OGH vom 14.10.1997, 5Ob392/97a

Kopf

Der Oberste Gerichtshof hat als Revisionsgericht durch den Senatspräsidenten des Obersten Gerichtshofes Dr.Klinger als Vorsitzenden und durch die Hofräte des Obersten Gerichtshofes Dr.Floßmann, Dr.Schinko, Dr.Baumann und Dr.Hradil als weitere Richter in der Rechtssache der klagenden Partei R*****, vertreten durch Dr.Ernst Offer und Dr.Wolfgang Offer, Rechtsanwälte in Innsbruck, wider die beklagten Parteien 1. Mag.Elisabeth M*****, 2. Dipl.Ing.Thomas M*****, 3. Dr.Sonja S 4. Gudrun G*****, 5. Georg R*****, und 6. Elfriede R*****, alle vertreten durch Dr.Adolf Ortner und Dr.Christian Ortner, Rechtsanwälte in Innsbruck, wegen Räumung und Feststellung infolge außerordentlicher Revision der klagenden Partei gegen das Urteil des Oberlandesgerichtes Innsbruck als Berufungsgericht vom , GZ 3 R 43/97s-54, womit das Urteil des Landesgerichtes Innsbruck vom , GZ 13 Cg 61/95y-44, abgeändert wurde, zu Recht erkannt:

Spruch

Der Revision wird Folge gegeben.

Das angefochtene Urteil wird in seinem die Teilflächen Y und X laut Planurkunde des Dipl.Ing.Dr.Anton A***** vom , GZ 4831, betreffenden Teil dahin abgeändert, daß alle Beklagten (und nicht nur die Viertbeklagte bzw der Fünftbeklagte und die Sechstbeklagte) zur ungeteilten Hand schuldig erkannt werden, der Klägerin diese Teilflächen binnen 14 Tagen geräumt zu übergeben.

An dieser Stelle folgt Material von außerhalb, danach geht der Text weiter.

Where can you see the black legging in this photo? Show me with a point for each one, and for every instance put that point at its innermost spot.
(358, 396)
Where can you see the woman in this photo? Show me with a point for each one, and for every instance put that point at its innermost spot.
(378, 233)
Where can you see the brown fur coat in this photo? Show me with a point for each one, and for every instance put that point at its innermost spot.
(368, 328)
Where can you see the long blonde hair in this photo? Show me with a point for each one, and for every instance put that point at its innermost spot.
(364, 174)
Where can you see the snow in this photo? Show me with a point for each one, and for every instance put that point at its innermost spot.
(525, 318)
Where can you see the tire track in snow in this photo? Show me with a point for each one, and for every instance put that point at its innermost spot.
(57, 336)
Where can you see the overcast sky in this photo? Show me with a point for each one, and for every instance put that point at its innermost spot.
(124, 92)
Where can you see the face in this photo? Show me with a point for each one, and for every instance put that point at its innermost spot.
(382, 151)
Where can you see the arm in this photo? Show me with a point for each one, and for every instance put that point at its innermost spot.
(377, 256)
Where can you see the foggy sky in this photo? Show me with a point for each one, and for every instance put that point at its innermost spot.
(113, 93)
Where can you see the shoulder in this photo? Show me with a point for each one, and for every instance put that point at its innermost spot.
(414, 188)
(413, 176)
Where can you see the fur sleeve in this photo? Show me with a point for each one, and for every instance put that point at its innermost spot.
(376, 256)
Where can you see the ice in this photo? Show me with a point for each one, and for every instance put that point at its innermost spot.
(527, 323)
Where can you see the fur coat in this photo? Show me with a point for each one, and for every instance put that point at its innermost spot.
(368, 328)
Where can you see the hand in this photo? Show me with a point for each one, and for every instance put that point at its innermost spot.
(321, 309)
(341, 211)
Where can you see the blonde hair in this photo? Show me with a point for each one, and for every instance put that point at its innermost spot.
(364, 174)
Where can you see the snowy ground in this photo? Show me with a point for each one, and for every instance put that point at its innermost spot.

Die Beklagten sind zur ungeteilten Hand schuldig, der Klägerin die mit S 23.136,50 (darin S 1.647,75 Umsatzsteuer und S 13.250 Barauslagen) bestimmten Kosten des Revisionsverfahrens binnen 14 Tagen zu ersetzen.

Text

Entscheidungsgründe:

Die Klägerin ist bücherliche Alleineigentümerin der aus dem Grundstück Nr. 3506/5 bestehenden Liegenschaft EZ ***** Grundbuch *****. Nach dem Stand des Grundbuches hat dieses Waldgrundstück ein Flächenausmaß von 1.900 m2. Die Beklagten sind die bücherlichen Eigentümer der südlich angrenzenden Liegenschaft EZ *****, welche aus dem Grundstück Nr. 3506/4 besteht. Die Liegenschaft der Beklagten, an welcher Wohnungseigentum begründet wurde, hat nach dem Stand des Grundbuchs eine Fläche von 1.530 m2. Auf der Liegenschaft der Beklagten steht ein aus vier Wohneinheiten bestehendes Wohnhaus. Zwischen diesem Gebäude und der - hier strittigen - gemeinsamen Liegenschaftsgrenze befindet sich eine unbebaute Gartenfläche, deren ausschließliche Nutzung hinsichtlich des östlichen Teiles dem jeweiligen Eigentümer jener Miteigentumsanteile, welche derzeit der Viertbeklagten gehören, und hinsichtlich des westlichen Teiles dem jeweiligen Eigentümer jener Miteigentumsanteile, welche derzeit dem Fünftbeklagten und der Sechstbeklagten - gemeinsam - gehören, zusteht. Wegen des zwischen der Klägerin und den Beklagten strittigen Verlaufes der gemeinsamen Grenze ist eine Fläche im Ausmaß von 108 m2 streitverfangen. Während die Klägerin unter Hinweis auf den Stand des Grundbuches geltend machte, hinsichtlich der strittigen Teilfläche stehe das Eigentumsrecht ihr zu, behaupteten die Beklagten ihr Eigentum bis zur tatsächlichen Nutzungsgrenze (zwischen den Vermessungspunkten 25666 und 25927), auf welcher - jedenfalls seit 1965 - ein von einem Rechtsvorgänger der Beklagten errichteter Zaun steht.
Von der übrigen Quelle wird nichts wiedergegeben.